Consider the following example:
$ curl http://127.0.0.1:8015/guestbook/newguest.html \
-d "name=Clif&url=www.noucorp.com&http=www.noucorp.com"
The curl command prints a response page like this:
<HTML> <Head> <title>Guestbook Registration Confirmed</title> </Head> <Body BGCOLOR=white TEXT=black> <a href="www.noucorp.com">www.noucorp.com</a> <DL> <DT>Name <DD>Clif <DT>URL <DD> </DL> www.noucorp.com </Body>
-d is the argument used for posting. The string argument for -d is similar to the GET request semantics. var=value pairs are to be delimited by &.
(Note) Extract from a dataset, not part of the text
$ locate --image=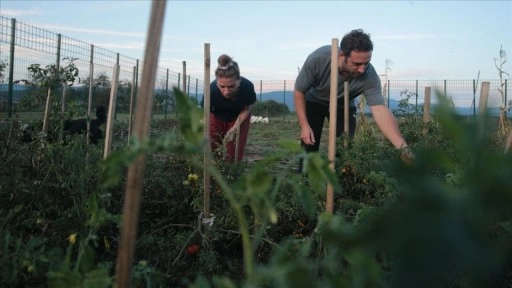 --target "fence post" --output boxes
[7,18,16,119]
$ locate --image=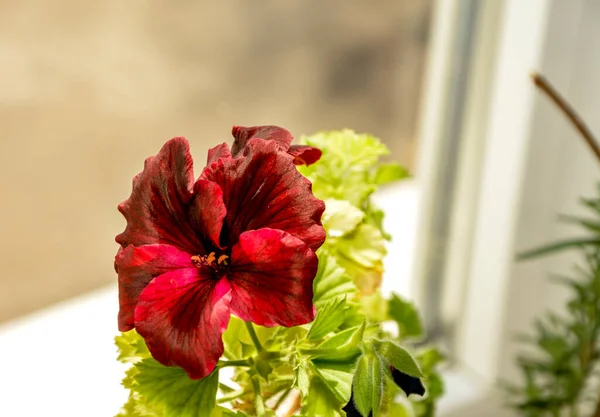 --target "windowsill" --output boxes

You can post the data using wget using --post-data "string". Consider the following example:
$ wget http://127.0.0.1:8015/guestbook/newguest.cgi \
--post-data "name=Clif&url=www.noucorp.com&http=www.noucorp.com" \
-O output.html
Use the same format as cURL for name-value pairs. The text in output.html is the same as that returned by the cURL command.
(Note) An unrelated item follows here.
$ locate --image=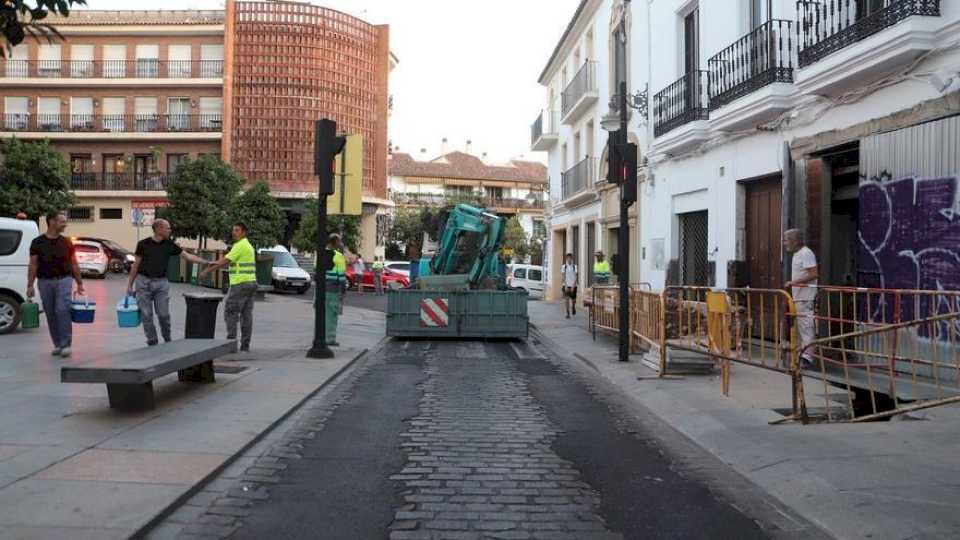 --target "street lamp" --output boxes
[600,0,647,362]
If you look at the website source (use the View Source option from the web browser), you will see an HTML form defined, similar to the following code:
<form action="newguest.cgi" " method="post" > <ul> <li> Name: <input type="text" name="name" size="40" > <li> Url: <input type="text" name="url" size="40" > <input type="submit" > </ul> </form>
Here, newguest.cgi is the target URL. When the user enters the details and clicks on the Submit button, the name and URL inputs are sent to newguest.cgi as a POST request, and the response page is returned to the browser.